The tests will go out to states based on their population and can be used as governors see fit, but the Trump administration is encouraging states to place a priority on schools. White House officials said at a Rose Garden event that 6.5 million tests will go out this week and that a total of 100 million tests will be distributed to governors over the next several weeks.

Officials said the administration is emphasizing testing in schools because it’s important to the physical, social and emotional development of students to be back in classrooms to the degree that’s possible. The Abbott Laboratories tests would allow parents to know whether their symptomatic child has COVID-19. In some cases, states could undertake some baseline surveillance, like testing a proportion of students per week or per month to make sure that the incidence of COVID-19 is low.

“You have too many states that are locked down right now,” Trump said. “The governors are … nobody knows what the governors are doing actually.”

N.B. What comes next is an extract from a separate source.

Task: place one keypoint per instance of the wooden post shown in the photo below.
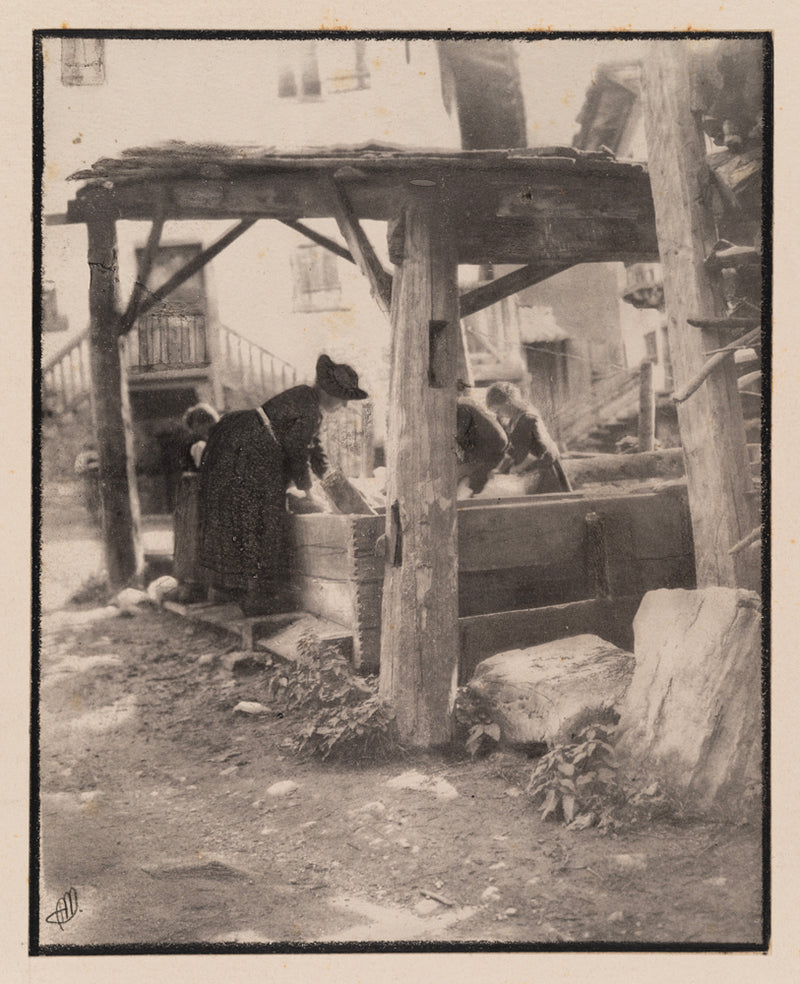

The tests will come from a previously announced supply of 150 million ordered from Abbott. The company’s rapid test, the size of a credit card, is the first that does not require specialty computer equipment to process. It delivers results in about 15 minutes.

Rapid, convenient testing is considered essential to reopening the U.S. economy. But the effort has been plagued by problems since the earliest days of the outbreak.

First, the government lost pivotal weeks distributing, then correcting a flawed test developed by U.S. scientists. Then, for months private labs and hospitals struggled to ramp up testing capacity due to shortages of key supplies, including testing chemicals.

The issue is politically sensitive for Trump as he grapples with the pandemic that has killed more than 200,000 Americans. For months, Trump has prodded state and local leaders to open schools this fall.

Only in the last two months has U.S. testing capacity generally exceeded demand. The government’s top testing official, Adm. Brett Giroir, told Congress last week that the nation will soon have the capacity to run 3 million tests per day, on average. The U.S. has been averaging about 900,000 tests per day, according to data from the COVID Tracking Project.

Giroir demonstrated the ease with which the test is given, self-administering the nasal swab then placing it on a piece of paper that contained six drops of liquid.